When Ulrich Mohr, who had led the boarding party, commented on her Captain’s fine RCA Victor radio set, the skipper helped him dismantle it, and was rewarded with nightly visits to Mohr’s cabin on the Atlantis, where he chatted with the raider’s officers, enjoyed drinks, and was even allowed to listen to the BBC!
Having taken her crew of eighty-one on board, the City of Bagdad was sunk by Rogge’s explosives expert, the livewire red-headed Leutnant Fehler, who decided to remain on the ship, with 260 pounds of explosives, six times the insufficient amount he had used to try to sink the Scientist.

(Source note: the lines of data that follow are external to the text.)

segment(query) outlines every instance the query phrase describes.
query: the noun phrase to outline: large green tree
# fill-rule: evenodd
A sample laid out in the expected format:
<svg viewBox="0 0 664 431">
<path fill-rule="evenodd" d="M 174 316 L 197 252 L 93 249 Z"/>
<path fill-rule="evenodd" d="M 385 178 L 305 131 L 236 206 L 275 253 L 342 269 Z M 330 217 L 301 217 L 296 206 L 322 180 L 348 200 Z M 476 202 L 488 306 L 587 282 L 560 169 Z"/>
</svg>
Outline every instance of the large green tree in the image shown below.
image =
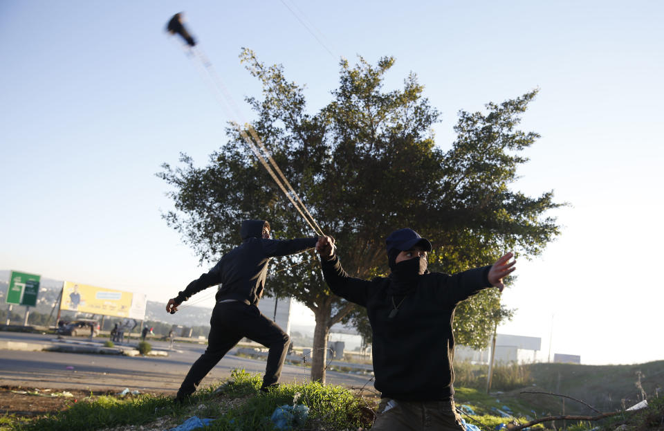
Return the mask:
<svg viewBox="0 0 664 431">
<path fill-rule="evenodd" d="M 241 59 L 263 85 L 262 97 L 247 102 L 257 114 L 252 123 L 268 151 L 327 235 L 351 275 L 369 278 L 389 271 L 385 238 L 411 227 L 430 239 L 432 270 L 455 273 L 492 263 L 505 250 L 534 255 L 558 233 L 546 210 L 552 192 L 529 197 L 510 188 L 520 152 L 538 137 L 518 129 L 519 115 L 535 95 L 529 92 L 481 113 L 459 113 L 456 140 L 436 145 L 432 126 L 439 113 L 423 97 L 411 74 L 398 90 L 383 89 L 394 62 L 374 66 L 360 58 L 341 62 L 340 84 L 319 111 L 306 110 L 303 87 L 289 82 L 282 66 L 267 66 L 250 50 Z M 229 127 L 228 141 L 198 167 L 185 154 L 181 165 L 158 174 L 174 187 L 169 226 L 201 256 L 213 260 L 239 242 L 245 218 L 270 221 L 277 238 L 314 235 L 293 210 L 242 134 Z M 330 327 L 342 320 L 366 327 L 362 311 L 333 295 L 313 252 L 277 263 L 268 294 L 292 296 L 315 315 L 311 377 L 324 381 Z M 457 309 L 460 342 L 486 343 L 494 325 L 508 317 L 495 289 Z"/>
</svg>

The resulting explosion took even him by surprise, as the ship foundered so rapidly that he almost failed to get off in time, injuring his arm in the process.
He had been told by Rogge to use 200 pounds, so when brought before him to explain his actions, he said “I just wanted to experience the sensation!”
He quickly experienced the sensation of a stern dressing down from his Captain.
Among the papers found on the City of Bagdad was a copy of the report sent by the captain of the City of Exeter, describing the Atlantis in minute detail, including a photograph of the Freienfels, a ship not unlike the raider, confirming that he had not been deceived by her ‘Japanese’ disguise for one moment.
As a result of this, Rogge had his ship’s profile altered, paying particular attention to the outline of her masts, adding two new ones.